Но ведь это и хорошо, новые люди пришли и люди там останутся. Нельзя просто делить Россию, что есть Россия, которая смотрит телевизор, и которая сидит в интернете. Это одна и та же страна, одно и то же общество и одна и та же аудитория. Единственный плюс, который во всем этом есть, это то, что со всей этой огромной аудиторией, которая свалилась в интернет, с ней надо как-то работать, разговаривать, коммуницировать, во всяком случае, воспринимать этих людей теперь уже без всякого высокомерия, как наших сограждан.

Потому что в свое время, когда нам плевали в лицо и говорили, что вы «хомячки», вас не надо слушать, главное, чтобы мы не повторили эту же ошибку, и не сказали: «Вы все хомячки, боты, проплаченные. Мы с вами не будем разговаривать». Это, к сожалению, наши сограждане, или к счастью, среди них есть очень много живых, настоящих людей, многих из них мы лично знаем. Надо разговаривать, надо общаться. Маятник качнется в другую сторону, надо просто быть к этому готовыми, а не делить интернет и телевизор. Это устаревшее деление, мне кажется.

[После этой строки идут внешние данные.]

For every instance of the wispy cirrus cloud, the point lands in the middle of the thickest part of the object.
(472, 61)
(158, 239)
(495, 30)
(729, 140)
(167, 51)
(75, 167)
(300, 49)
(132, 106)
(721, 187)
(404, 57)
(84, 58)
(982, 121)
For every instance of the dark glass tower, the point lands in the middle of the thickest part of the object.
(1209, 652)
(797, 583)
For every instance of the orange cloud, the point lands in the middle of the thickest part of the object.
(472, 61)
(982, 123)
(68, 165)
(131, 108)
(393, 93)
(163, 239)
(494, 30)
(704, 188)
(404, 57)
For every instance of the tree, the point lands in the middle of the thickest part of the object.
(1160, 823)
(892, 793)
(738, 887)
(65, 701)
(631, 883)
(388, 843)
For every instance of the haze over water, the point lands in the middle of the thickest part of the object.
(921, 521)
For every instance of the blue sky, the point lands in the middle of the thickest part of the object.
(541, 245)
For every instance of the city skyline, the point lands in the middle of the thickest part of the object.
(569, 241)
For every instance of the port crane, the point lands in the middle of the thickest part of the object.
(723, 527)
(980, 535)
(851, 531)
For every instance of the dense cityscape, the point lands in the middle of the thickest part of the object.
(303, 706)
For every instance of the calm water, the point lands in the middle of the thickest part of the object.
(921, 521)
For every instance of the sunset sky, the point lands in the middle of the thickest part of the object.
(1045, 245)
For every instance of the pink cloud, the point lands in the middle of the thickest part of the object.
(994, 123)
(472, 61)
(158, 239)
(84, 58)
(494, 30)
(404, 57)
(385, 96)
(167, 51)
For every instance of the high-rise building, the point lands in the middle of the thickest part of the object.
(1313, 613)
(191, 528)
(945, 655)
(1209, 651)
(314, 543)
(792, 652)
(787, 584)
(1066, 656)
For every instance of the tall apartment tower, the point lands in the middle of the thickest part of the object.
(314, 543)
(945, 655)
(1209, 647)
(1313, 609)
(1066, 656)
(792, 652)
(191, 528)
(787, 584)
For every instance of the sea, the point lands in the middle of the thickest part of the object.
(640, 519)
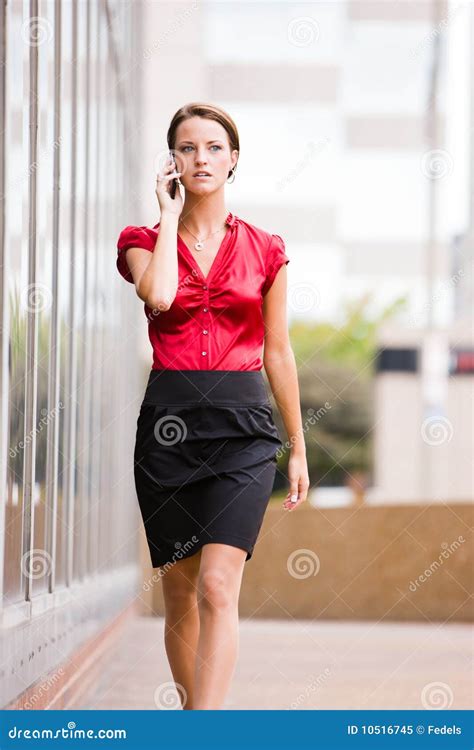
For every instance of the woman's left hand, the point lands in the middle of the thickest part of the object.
(299, 480)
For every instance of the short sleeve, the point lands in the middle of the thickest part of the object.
(133, 237)
(275, 259)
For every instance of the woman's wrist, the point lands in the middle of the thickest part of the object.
(298, 447)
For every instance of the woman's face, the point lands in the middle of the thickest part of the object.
(203, 146)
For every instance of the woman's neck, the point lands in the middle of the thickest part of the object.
(202, 215)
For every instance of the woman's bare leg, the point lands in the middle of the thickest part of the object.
(219, 581)
(182, 623)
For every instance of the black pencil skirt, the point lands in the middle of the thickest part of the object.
(204, 460)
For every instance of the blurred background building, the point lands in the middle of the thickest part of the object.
(356, 121)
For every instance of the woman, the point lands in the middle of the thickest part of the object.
(214, 288)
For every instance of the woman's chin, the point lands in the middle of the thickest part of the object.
(202, 188)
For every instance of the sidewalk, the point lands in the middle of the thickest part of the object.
(309, 665)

Давлетгильдеев: По-хорошему, на самом деле то, что мы имеем сейчас, наоборот, какая-то стабилизация истории интернета, потому что наконец-то он отражает ту страну, в которой мы с вами живем.

Крашенинников: Да, так и есть. Все то, что нам ставилось в вину в 2011, 2012 году, на митингах кричали: «Вы, хомячки, сидите, а мы, люди труда, в интернете не сидим!». Заметьте, теперь этот слоган куда-то делся из пропаганды государственной, мы больше его не слышим, потому что в интернете теперь и те же самые работяги, трудяги, и все кто угодно, они там есть, и есть там мы.

Надо просто воспринимать интернет, борьбу в интернете политическую, как часть общегражданского процесса. Может быть, хорошо, что наконец-то две эти России на одной площадке сошлись. Это наша площадка, мы ее давно знаем, надо что-то делать и как-то пытаться изменить ситуацию к лучшему. Я так думаю.